Event Handlers and Callbacks - let’s pick a task t1 from the event loop we check whether we have the result if we have we process it otherwise we schedule the task t1 again to the event loop using callbacks to check again in the future. so we go to task t2 we do the same and keep repeating for all the tasks.
selectors : We are wasting lot of cpu cycles in just checking rather than checking one by one all the tasks in the event loop for result. we ask the OS which sockets are ready for reading and writing. Clearly, the OS has this information. When a new packet arrives on a network interface, the OS gets notified, decodes the packet, determines the socket to which the packet belongs and wakes up the processes that do a blocking read on that socket. But a process doesn’t need to read from the socket to get notified. It can use an I/O multiplexing mechanism such as select(), poll() or epoll() to tell the OS that it’s interested in reading from or writing to some socket. When the socket becomes ready, the OS will wake up such processes as well.
Promises and Futures: Promises in Javascript and futures in python are abstractions that represent the result of an asynchronous operation that may not be available immediately. They allow you to work with values that will be resolved in the future, and you can await them to retrieve the result when it’s ready.
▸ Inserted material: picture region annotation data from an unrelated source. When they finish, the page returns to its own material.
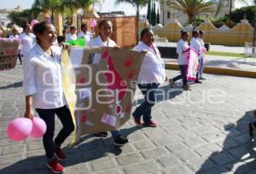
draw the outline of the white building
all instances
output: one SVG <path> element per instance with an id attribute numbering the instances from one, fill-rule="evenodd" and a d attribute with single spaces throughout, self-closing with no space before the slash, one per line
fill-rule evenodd
<path id="1" fill-rule="evenodd" d="M 166 26 L 166 24 L 169 24 L 170 22 L 173 21 L 174 19 L 177 20 L 179 23 L 181 24 L 186 24 L 188 23 L 188 16 L 184 13 L 181 11 L 177 11 L 172 8 L 171 8 L 171 2 L 175 0 L 164 0 L 163 7 L 160 7 L 160 23 L 163 26 Z M 230 0 L 212 0 L 216 3 L 216 6 L 213 8 L 218 8 L 218 3 L 221 3 L 223 4 L 223 7 L 221 9 L 221 11 L 218 17 L 224 16 L 225 14 L 229 13 L 229 9 L 230 7 Z M 234 9 L 235 3 L 234 0 L 232 3 L 232 9 Z M 214 15 L 215 14 L 213 14 Z M 203 18 L 207 18 L 207 16 L 210 16 L 210 14 L 202 14 L 201 16 Z"/>
<path id="2" fill-rule="evenodd" d="M 0 26 L 6 26 L 11 22 L 11 20 L 7 17 L 11 11 L 22 11 L 22 9 L 20 5 L 18 5 L 16 8 L 12 9 L 0 9 Z"/>

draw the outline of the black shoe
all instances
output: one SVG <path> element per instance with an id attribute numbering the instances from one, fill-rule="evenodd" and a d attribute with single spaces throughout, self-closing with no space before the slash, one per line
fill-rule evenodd
<path id="1" fill-rule="evenodd" d="M 199 81 L 199 80 L 195 80 L 195 84 L 201 84 L 201 82 Z"/>
<path id="2" fill-rule="evenodd" d="M 170 88 L 173 88 L 174 82 L 173 82 L 172 78 L 169 79 L 169 84 L 170 84 Z"/>
<path id="3" fill-rule="evenodd" d="M 124 136 L 118 136 L 117 137 L 115 137 L 113 139 L 114 142 L 114 145 L 115 146 L 124 146 L 125 144 L 126 144 L 129 140 L 128 138 L 125 137 Z"/>
<path id="4" fill-rule="evenodd" d="M 253 138 L 253 130 L 255 127 L 253 126 L 253 123 L 249 123 L 249 136 Z"/>
<path id="5" fill-rule="evenodd" d="M 96 137 L 107 137 L 108 135 L 108 131 L 101 131 L 94 134 L 94 136 Z"/>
Two very python specific thing in asyncio are

Coroutines: Coroutines are special types of functions that can be paused and resumed during their execution. They are defined using the async keyword and can be used to represent asynchronous tasks. Coroutines are a fundamental building block in async programming and allow for cooperative multitasking.
async/await keyword -> A function with def is normal function a function with async def becomes a coroutine. await keyword can only be called inside an async function i.e coroutine. so whenever a co-routine encounters an await keyword it pauses the execution of the coroutine, and starts the executing asynchronous operations once all the operation is complete the coroutine execution resumes. Now here asynchronous operations are called awaitables and we are awaiting on an awaitable using await keyword.

Hence we can conclude Threading is for working in parallel, and async is for waiting in parallel.